L'opération est préparée depuis des mois par Raymond Chauveau, secrétaire général depuis deux ans de la CGT à Massy (Essonne). Il a l'expérience des grèves de sans-papiers pour avoir mené avec succès celles de la blanchisserie Modeluxe, en octobre 2006, 22 régularisations, et du restaurant Buffalo Grill, en juillet 2007, avec 22 autres régularisations. Enfin, en février, sept cuisiniers du restaurant parisien La Grande Armée ont obtenu aussi des papiers après une grève avec occupation. A chaque fois, les travailleurs en situation irrégulière en ont profité pour dénoncer des conditions de travail intolérables.


"ÇA CRAQUE DE PARTOUT"


"Notre seule arme, c'est la parole
, explique Kouma Bakar, 37 ans. Nous sommes de véritables esclaves. Nous ne voulons pas voler pour manger, mais vivre à la sueur de notre front." Les grévistes veulent retrouver leur "dignité" avec un slogan : "On bosse ici, on vit ici, on reste ici." Pour Francine Blanche, secrétaire confédérale de laCGT, "notre action a pour but de montrer qu'une bonne partie de l'économie de larégion repose sur des employés sur exploités".

La plupart de ces sans-papiers ont découvert à "la télé" qu'une grève peut conduire à une régularisation. "Pourquoi pas nous?", explique Issaga Traoré, 39 ans, cuisinier au restaurant Chez Papa. Ils ont donc décidé de rejoindre la CGT. A Massy, plus de 600 sans-papiers ont maintenant leur carte. Ils étaient 400en février.

Près de 150 bénévoles et militants ont été mobilisés pour encadrer les "camarades". "C'est le bon moment, se félicite M.Chauveau. Ça craque de partout. Les patrons demandent même qu'on régularise les travailleurs." Et les Africains osent désormais se montrer. "Je ne veux plus vivre en cachette", martèle Mamoudou Sissoko. "Ils en ont marre de leur situation", assure M. Chauveau.

Le but de cette opération, c'est la régularisation de "tous les travailleurs sans papiers". La CGT veut traiter directement avec Brice Hortefeux, ministre de l'immigration, et Xavier Bertrand, ministre du travail. La consigne est claire : pas de négociations avec les préfectures.

L'action se prépare depuis le début de l'année. Rien n'a filtré. Pas un mot sur l'opération n'a été prononcé via un téléphone portable, au cas où la police écouterait les conversations. Il fallait éviter à tout prix les fuites. Quelques travailleurs sans-papiers seulement ont été dans la confidence et ont pu assister aux réunions préparatoires.
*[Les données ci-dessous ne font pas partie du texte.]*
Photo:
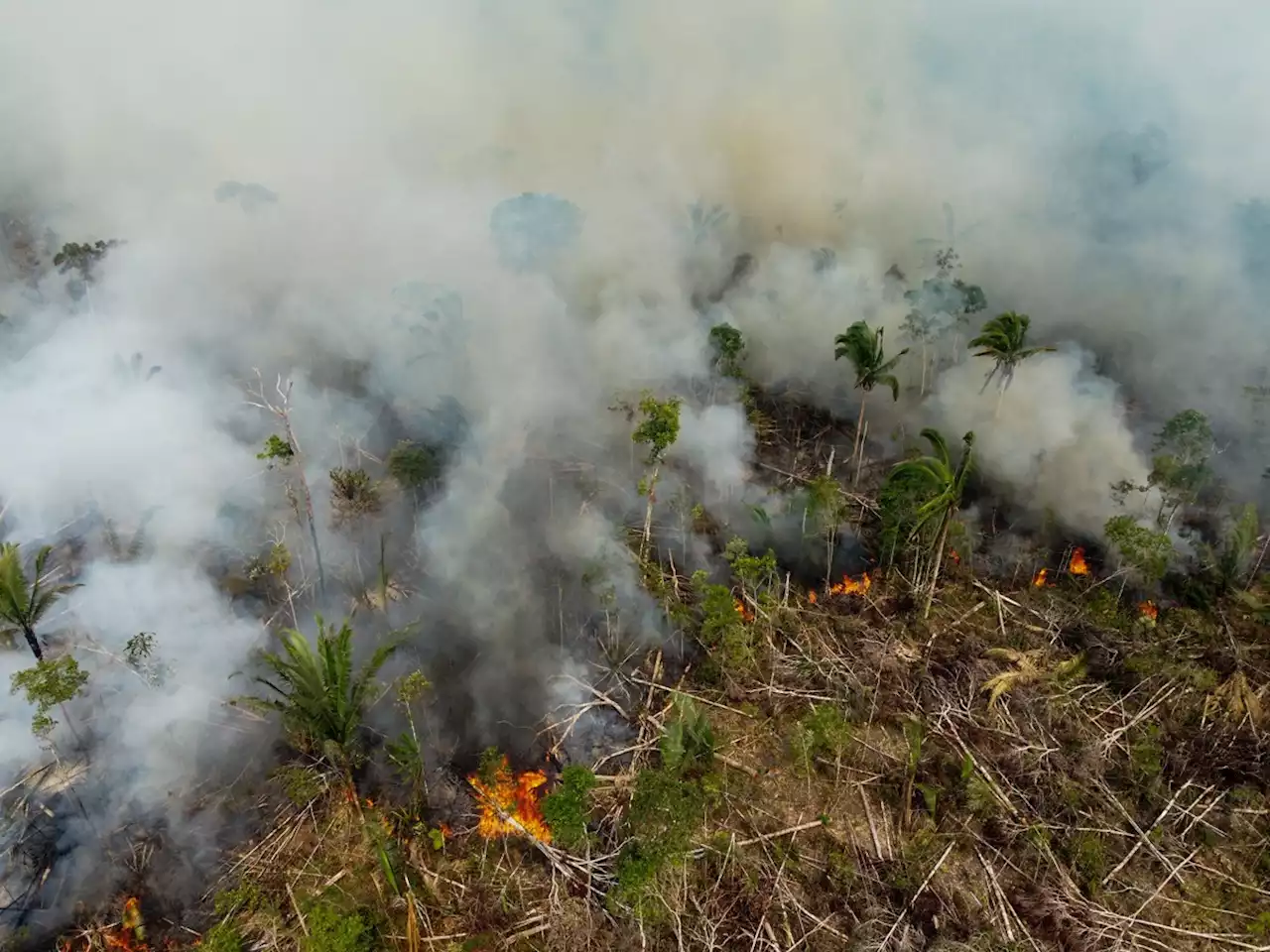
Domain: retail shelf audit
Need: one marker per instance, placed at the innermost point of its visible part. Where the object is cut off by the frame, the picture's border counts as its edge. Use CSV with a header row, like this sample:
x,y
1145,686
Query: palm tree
x,y
22,601
1003,339
318,692
942,485
864,348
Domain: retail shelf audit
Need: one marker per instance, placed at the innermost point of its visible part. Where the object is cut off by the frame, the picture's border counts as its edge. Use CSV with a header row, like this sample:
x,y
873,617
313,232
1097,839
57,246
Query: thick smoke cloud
x,y
310,189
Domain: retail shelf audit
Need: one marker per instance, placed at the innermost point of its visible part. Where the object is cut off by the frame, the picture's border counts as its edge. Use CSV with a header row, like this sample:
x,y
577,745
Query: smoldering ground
x,y
1093,166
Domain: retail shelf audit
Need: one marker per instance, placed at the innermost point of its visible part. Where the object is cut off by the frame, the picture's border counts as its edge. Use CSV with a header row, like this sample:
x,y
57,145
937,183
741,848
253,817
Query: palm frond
x,y
320,694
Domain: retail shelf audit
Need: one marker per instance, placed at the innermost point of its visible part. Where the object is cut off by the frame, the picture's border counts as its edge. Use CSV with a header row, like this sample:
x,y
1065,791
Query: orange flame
x,y
127,936
511,803
849,587
1078,565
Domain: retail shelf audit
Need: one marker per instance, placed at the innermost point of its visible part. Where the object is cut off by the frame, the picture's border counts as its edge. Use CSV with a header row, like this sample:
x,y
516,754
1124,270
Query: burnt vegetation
x,y
889,734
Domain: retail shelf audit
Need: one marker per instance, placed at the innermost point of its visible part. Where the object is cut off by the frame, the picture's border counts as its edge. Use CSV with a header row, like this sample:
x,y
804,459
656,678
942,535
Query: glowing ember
x,y
849,587
128,936
509,805
1078,565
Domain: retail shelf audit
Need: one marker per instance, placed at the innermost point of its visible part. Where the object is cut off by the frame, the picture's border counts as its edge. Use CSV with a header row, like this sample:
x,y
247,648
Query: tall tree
x,y
23,602
1005,340
942,489
864,348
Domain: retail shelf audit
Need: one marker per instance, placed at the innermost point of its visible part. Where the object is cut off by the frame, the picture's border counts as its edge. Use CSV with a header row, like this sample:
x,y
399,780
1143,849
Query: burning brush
x,y
511,803
1076,565
847,587
127,936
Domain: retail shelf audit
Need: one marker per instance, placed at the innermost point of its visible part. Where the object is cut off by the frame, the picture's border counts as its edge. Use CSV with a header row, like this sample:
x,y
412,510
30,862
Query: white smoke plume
x,y
310,189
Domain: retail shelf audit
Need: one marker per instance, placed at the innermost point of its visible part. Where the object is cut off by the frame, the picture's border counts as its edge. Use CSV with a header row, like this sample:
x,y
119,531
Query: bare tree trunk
x,y
309,503
942,543
648,513
860,425
33,643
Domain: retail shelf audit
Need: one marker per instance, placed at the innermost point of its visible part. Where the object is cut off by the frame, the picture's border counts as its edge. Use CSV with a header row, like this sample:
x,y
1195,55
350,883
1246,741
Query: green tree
x,y
658,429
24,601
864,348
826,507
728,349
318,693
1141,547
81,259
1180,467
938,488
1005,340
46,685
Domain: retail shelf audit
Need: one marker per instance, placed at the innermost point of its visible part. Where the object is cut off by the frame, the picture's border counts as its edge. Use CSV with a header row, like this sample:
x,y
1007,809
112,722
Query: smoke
x,y
314,189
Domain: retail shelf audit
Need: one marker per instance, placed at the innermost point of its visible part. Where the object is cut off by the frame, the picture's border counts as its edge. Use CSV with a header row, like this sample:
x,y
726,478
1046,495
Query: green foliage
x,y
666,810
320,696
822,733
1228,561
222,937
729,349
404,753
568,807
1142,548
1086,855
1005,340
334,930
277,449
864,348
139,655
413,466
302,783
353,492
757,574
688,743
659,425
23,602
942,484
276,562
82,259
1180,468
46,685
722,627
245,897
Lundi 14 avril, à la veille de la grève, un SMS collectif leur a été envoyé avec un lieu de rendez-vous et une heure précise. "C'est une organisation à la française, l'heure c'est l'heure", insiste M.Chauveau. Il faut se munir de sa brosse à dents, de son téléphone cellulaire avec des recharges, de sa carte CGT… Et ne pas oublier les preuves, celles qui attestent que le patron savait qu'il employait un sans-papiers. "Moi j'ai des fiches de paie avec deux numéros de sécurité sociale", lance l'un d'eux. M. Chauveau sourit : "Très bien, amène."